Mobile App Coming Soon - Daily Silly Status

Your home to over 150,000 silly Facebook statuses! Find the perfect witty, silly, or downright funny status to share with your friends and family. Check in daily for fresh updates!

I used to be a class act......or clown,as my 7th grade teacher would tell my parents!!
Tomorrow the world shall be ours! Until then, good night my evil minions!!
Slut: desirable woman who has sex with someone other than yourself.
The recipe I am making says to chill for 30 minutes so I`m sitting back and having a margarita!
My brother didnt take kindly to jail. He refused food & drink, and smeared feces on the walls. That`s the last time we`re playing Monopoly.
I`m "got my sexual education from a 2 Live Crew cassette tape" years old.
Sometimes late at night.. I dig a hole in the back yard by lantern light.. Sure keeps my nosy neighbors on their toes.. :|
Smile. Your enemies hate it.
My fitness goal is just to get down to the weight that I lied about on my drivers license.
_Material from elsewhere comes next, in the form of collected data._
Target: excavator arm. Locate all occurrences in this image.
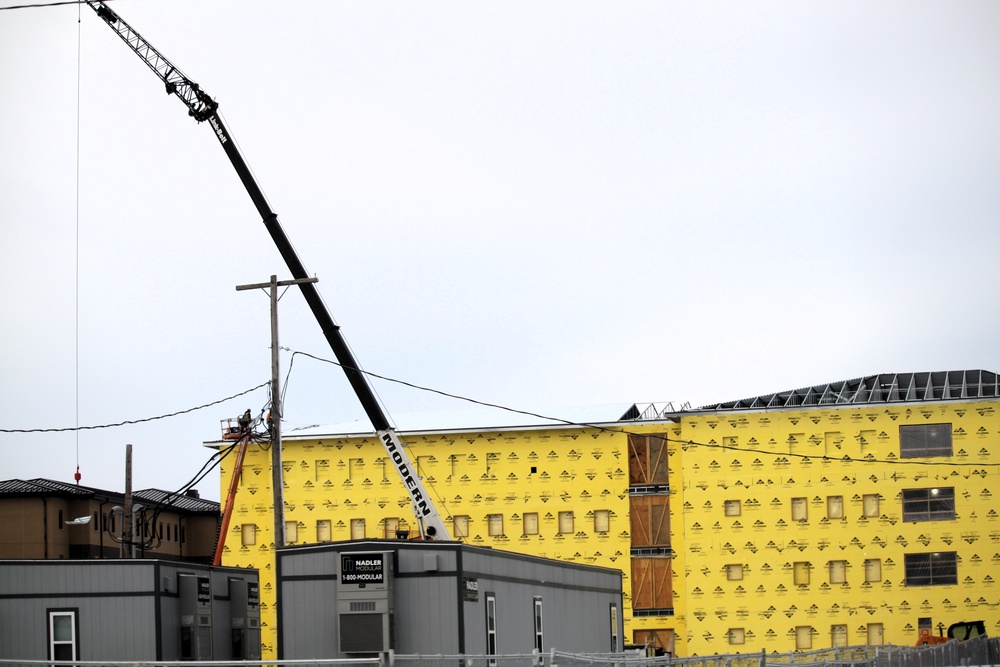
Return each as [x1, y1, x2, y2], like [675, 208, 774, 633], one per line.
[86, 1, 450, 541]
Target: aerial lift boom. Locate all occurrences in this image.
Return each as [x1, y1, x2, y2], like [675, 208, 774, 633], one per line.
[213, 423, 253, 565]
[86, 1, 449, 540]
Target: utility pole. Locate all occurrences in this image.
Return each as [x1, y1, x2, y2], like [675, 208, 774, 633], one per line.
[124, 444, 133, 556]
[236, 275, 317, 550]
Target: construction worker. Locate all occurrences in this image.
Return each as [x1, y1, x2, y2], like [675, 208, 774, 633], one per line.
[239, 409, 252, 433]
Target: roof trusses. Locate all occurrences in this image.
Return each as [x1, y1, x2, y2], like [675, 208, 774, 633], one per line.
[694, 370, 999, 413]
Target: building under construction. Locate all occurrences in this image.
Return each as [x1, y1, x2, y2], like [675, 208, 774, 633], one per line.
[214, 369, 1000, 657]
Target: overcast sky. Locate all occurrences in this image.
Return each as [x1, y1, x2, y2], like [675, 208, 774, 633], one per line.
[2, 1, 998, 501]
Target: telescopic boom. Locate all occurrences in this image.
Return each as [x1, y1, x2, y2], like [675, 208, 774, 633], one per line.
[87, 1, 449, 540]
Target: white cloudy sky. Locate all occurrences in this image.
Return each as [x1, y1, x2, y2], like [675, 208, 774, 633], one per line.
[2, 1, 998, 501]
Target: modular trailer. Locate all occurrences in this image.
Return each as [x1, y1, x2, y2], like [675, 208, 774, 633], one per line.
[0, 560, 259, 661]
[278, 539, 625, 657]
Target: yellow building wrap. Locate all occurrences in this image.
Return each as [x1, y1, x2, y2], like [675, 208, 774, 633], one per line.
[217, 373, 999, 658]
[670, 398, 999, 654]
[218, 423, 654, 658]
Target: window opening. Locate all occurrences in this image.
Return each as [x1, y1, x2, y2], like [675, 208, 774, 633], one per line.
[829, 560, 846, 584]
[523, 512, 538, 536]
[900, 424, 952, 458]
[827, 495, 844, 520]
[793, 561, 810, 586]
[863, 494, 880, 518]
[533, 596, 543, 654]
[791, 497, 808, 522]
[486, 593, 498, 666]
[865, 559, 882, 583]
[48, 610, 77, 661]
[317, 519, 332, 542]
[610, 605, 618, 652]
[902, 488, 955, 522]
[905, 552, 957, 586]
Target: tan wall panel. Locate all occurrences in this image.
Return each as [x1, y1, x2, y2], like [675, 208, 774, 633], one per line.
[630, 495, 670, 548]
[628, 434, 669, 485]
[631, 556, 672, 610]
[0, 498, 47, 558]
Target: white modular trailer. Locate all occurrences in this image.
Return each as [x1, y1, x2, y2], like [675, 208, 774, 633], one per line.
[278, 540, 625, 658]
[0, 560, 260, 661]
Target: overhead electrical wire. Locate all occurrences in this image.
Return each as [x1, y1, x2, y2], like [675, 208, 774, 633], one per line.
[282, 347, 999, 471]
[102, 398, 278, 551]
[108, 442, 238, 551]
[0, 0, 117, 11]
[0, 382, 269, 433]
[284, 348, 586, 430]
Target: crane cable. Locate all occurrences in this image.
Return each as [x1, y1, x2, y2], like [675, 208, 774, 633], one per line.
[74, 0, 82, 482]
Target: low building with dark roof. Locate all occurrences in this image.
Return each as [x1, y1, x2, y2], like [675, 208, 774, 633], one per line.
[0, 478, 220, 562]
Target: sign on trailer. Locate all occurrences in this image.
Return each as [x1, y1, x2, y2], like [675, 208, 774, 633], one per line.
[341, 552, 386, 586]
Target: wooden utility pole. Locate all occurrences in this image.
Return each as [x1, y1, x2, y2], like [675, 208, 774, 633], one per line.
[124, 444, 133, 557]
[236, 275, 317, 549]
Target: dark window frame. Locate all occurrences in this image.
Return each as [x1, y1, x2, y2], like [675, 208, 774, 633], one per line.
[905, 552, 957, 586]
[902, 487, 955, 522]
[900, 423, 953, 458]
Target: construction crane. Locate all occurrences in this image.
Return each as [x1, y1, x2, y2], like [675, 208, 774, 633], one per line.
[86, 1, 449, 541]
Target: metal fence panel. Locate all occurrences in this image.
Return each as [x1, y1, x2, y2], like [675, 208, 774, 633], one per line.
[1, 636, 997, 667]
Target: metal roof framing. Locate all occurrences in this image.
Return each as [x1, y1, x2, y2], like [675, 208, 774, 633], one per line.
[692, 370, 999, 413]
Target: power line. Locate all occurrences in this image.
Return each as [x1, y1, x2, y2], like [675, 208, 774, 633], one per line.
[284, 348, 999, 470]
[0, 0, 116, 11]
[0, 382, 269, 434]
[110, 443, 236, 552]
[285, 348, 586, 429]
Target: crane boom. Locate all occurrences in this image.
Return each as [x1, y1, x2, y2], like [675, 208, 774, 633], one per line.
[90, 3, 216, 122]
[87, 1, 449, 540]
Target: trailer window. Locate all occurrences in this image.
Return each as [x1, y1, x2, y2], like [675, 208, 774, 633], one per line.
[48, 609, 78, 661]
[486, 593, 498, 666]
[533, 597, 543, 654]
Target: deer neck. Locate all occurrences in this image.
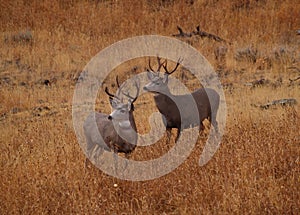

β€œThe darndest things.” -kids
According to maxipad commercials, all women are full of blue windshield washer fluid...
Picking your nose doesn`t make you a bad person. .... but what you do with the booger will define you.
One dog was admiring another dog`s leash, and said, "I admire your restraint."
if your dirty, your dirty... you cant fix it
There are weight limits on car seats, airlines, skydiving, military, horseback riding, kayaks, and bikes……how is it there are no weight limit on high heels?